- Dog Creek School
- U.S. National Register of Historic Places
- Location: Southwest of Shady Point, LeFlore County, Oklahoma
- Coordinates: 35°4′50″N 94°51′54″W﻿ / ﻿35.08056°N 94.86500°W
- Area: 2 acres (0.81 ha)
- Built: 1936
- Built by: Works Progress Administration
- MPS: WPA Public Bldgs., Recreational Facilities and Cemetery Improvements in Southeastern Oklahoma, 1935--1943 TR
- NRHP reference No.: 88001399
- Added to NRHP: September 8, 1988

= Dog Creek School =

The Dog Creek School, near Shady Point, Oklahoma, is a one-room school built in 1936 as a Works Progress Administration project. It was listed on the National Register of Historic Places in 1988.

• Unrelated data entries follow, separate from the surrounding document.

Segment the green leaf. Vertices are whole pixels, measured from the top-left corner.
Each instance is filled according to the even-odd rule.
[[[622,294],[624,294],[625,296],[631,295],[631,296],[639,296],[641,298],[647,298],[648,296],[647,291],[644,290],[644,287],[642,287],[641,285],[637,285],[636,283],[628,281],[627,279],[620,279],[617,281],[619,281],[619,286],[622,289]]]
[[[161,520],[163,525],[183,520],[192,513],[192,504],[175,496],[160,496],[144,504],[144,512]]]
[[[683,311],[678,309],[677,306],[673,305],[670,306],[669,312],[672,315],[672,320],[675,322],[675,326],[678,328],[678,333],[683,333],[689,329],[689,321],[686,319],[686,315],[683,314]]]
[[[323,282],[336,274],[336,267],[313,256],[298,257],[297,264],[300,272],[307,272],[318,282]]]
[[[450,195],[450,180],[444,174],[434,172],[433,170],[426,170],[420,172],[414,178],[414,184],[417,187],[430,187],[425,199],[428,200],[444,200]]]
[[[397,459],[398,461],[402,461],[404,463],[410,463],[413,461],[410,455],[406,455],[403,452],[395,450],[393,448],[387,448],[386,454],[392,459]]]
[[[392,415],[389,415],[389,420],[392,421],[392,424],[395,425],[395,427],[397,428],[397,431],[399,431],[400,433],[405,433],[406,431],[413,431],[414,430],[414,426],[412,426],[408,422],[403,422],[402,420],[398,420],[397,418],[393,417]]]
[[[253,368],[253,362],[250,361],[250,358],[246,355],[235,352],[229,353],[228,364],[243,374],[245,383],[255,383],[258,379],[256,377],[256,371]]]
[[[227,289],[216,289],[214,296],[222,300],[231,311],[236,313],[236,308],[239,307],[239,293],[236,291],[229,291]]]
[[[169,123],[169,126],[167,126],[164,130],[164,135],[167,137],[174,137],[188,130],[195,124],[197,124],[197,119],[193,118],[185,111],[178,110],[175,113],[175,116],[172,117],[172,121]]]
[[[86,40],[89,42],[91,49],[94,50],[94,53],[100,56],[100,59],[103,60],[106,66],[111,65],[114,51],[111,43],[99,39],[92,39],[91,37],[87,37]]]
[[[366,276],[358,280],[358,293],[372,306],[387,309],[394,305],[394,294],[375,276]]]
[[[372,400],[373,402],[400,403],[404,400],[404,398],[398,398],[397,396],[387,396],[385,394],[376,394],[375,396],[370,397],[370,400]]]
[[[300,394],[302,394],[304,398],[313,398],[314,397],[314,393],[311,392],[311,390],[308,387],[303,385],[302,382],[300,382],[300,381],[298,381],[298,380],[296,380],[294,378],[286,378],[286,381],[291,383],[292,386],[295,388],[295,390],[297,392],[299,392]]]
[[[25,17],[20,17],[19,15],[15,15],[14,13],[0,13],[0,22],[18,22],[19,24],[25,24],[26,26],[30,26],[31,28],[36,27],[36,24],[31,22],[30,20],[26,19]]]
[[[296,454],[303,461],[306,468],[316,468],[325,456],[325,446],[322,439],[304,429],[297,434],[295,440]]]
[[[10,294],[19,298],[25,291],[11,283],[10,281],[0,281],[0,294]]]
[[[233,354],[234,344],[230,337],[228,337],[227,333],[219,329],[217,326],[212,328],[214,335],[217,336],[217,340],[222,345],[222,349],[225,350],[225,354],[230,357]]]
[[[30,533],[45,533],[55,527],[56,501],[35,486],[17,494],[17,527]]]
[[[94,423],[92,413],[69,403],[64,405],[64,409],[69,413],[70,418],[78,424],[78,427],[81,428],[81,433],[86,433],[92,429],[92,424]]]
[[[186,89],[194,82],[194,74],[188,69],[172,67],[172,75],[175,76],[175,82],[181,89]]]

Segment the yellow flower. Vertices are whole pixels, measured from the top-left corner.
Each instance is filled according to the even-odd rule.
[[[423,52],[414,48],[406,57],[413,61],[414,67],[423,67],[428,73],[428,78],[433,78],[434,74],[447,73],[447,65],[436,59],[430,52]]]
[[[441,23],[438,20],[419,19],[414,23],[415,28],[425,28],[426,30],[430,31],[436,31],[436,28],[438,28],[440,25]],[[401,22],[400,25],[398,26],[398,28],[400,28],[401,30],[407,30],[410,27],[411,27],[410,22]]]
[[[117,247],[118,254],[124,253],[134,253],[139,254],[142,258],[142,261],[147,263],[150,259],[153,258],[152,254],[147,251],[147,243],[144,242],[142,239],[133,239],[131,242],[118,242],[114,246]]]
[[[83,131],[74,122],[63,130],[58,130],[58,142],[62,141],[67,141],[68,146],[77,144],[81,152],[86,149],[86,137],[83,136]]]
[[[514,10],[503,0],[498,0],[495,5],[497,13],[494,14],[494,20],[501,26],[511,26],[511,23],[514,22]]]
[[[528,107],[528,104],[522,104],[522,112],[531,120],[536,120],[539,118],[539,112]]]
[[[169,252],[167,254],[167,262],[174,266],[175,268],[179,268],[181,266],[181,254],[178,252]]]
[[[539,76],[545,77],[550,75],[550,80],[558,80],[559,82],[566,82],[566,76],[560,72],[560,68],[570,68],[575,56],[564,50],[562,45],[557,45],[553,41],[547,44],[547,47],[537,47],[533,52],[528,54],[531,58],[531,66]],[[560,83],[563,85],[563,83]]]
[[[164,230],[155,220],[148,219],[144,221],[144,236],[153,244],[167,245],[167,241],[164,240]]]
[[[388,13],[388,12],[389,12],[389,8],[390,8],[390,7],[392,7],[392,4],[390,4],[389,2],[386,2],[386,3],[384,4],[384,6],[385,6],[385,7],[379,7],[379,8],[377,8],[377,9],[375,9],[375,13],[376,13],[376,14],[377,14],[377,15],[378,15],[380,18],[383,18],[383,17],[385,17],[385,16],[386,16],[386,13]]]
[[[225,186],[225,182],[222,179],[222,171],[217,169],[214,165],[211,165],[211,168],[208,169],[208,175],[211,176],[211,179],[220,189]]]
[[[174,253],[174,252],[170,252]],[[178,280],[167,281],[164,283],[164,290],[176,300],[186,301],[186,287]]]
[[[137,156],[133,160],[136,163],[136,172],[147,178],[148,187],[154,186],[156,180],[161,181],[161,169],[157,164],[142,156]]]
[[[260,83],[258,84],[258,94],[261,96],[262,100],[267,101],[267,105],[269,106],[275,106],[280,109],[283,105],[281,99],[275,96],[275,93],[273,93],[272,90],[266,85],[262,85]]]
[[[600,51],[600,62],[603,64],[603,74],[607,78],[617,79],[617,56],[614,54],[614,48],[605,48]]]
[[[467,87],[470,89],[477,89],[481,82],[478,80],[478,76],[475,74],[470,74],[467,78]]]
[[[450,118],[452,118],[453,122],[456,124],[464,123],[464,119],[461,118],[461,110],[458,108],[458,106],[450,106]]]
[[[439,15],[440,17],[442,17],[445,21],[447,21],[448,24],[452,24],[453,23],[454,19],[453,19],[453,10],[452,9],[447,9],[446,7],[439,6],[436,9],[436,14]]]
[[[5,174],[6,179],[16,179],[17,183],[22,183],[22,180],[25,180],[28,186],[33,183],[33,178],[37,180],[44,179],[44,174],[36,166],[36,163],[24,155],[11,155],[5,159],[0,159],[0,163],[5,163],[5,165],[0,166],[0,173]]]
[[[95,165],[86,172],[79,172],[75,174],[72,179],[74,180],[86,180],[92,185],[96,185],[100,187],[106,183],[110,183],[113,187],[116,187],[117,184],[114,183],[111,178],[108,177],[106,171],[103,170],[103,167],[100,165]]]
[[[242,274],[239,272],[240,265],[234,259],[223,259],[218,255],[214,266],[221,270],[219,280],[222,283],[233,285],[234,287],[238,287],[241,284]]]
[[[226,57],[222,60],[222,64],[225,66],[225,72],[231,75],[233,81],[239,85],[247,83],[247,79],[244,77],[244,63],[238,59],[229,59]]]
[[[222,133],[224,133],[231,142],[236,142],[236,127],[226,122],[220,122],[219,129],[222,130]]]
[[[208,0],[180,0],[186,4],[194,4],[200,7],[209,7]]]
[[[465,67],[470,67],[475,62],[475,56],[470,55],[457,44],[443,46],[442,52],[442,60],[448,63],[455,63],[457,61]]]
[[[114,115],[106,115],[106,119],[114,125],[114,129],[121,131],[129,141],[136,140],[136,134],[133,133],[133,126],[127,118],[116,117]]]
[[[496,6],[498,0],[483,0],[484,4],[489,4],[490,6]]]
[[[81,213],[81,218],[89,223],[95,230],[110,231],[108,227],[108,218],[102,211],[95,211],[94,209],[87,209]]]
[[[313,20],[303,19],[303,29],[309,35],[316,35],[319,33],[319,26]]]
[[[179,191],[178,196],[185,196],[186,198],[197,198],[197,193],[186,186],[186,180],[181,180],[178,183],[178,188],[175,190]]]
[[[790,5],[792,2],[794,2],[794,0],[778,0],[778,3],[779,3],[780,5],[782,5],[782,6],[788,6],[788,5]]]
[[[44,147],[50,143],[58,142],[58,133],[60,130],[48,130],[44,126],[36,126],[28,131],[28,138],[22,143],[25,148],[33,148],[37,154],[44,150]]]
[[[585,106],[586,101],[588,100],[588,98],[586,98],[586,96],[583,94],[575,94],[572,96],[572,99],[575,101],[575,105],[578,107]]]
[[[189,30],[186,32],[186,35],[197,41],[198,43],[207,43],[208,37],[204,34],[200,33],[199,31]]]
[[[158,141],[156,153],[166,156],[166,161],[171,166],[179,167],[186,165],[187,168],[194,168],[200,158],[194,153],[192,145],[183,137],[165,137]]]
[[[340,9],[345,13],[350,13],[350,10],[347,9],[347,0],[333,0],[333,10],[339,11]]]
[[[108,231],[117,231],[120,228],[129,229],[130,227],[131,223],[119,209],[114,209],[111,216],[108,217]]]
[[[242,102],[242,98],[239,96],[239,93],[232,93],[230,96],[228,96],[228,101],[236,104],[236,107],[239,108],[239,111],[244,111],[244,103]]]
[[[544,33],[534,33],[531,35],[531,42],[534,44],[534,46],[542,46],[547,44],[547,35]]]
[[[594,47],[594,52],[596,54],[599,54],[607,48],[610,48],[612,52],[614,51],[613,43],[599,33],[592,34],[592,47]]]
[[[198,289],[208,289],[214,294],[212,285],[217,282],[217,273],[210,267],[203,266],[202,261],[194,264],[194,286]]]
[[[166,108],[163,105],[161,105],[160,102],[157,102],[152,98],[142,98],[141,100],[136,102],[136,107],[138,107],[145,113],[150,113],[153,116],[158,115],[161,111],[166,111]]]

It is a one-story 24 × 35 ft built of roughly coursed sandstone, with a roof covered by tin sheets. It was built from an Oklahoma State Department of Education pattern book design.

Its NRHP nomination notes:As a WPA school building, the Dog Creek facility is significant in that it is one of very few one-room structures remaining in relative good condition. It also suggests the crude workmanship on early WPA projects. Within the community itself, it is notable architecturally in terms of type, style, materials and workmanship. Construction of it also provided work opportunities for destitute laborers who had long been on relief rolls and faced the possibility of starvation, rekindling some self respect. The building also improved the quality of instruction in the Dog Creek area, a very remote region.

It was one of 48 buildings and 11 structures reviewed in a 1985 study of WPA works in southeastern Oklahoma, which led to almost all of them being listed on the National Register in 1988.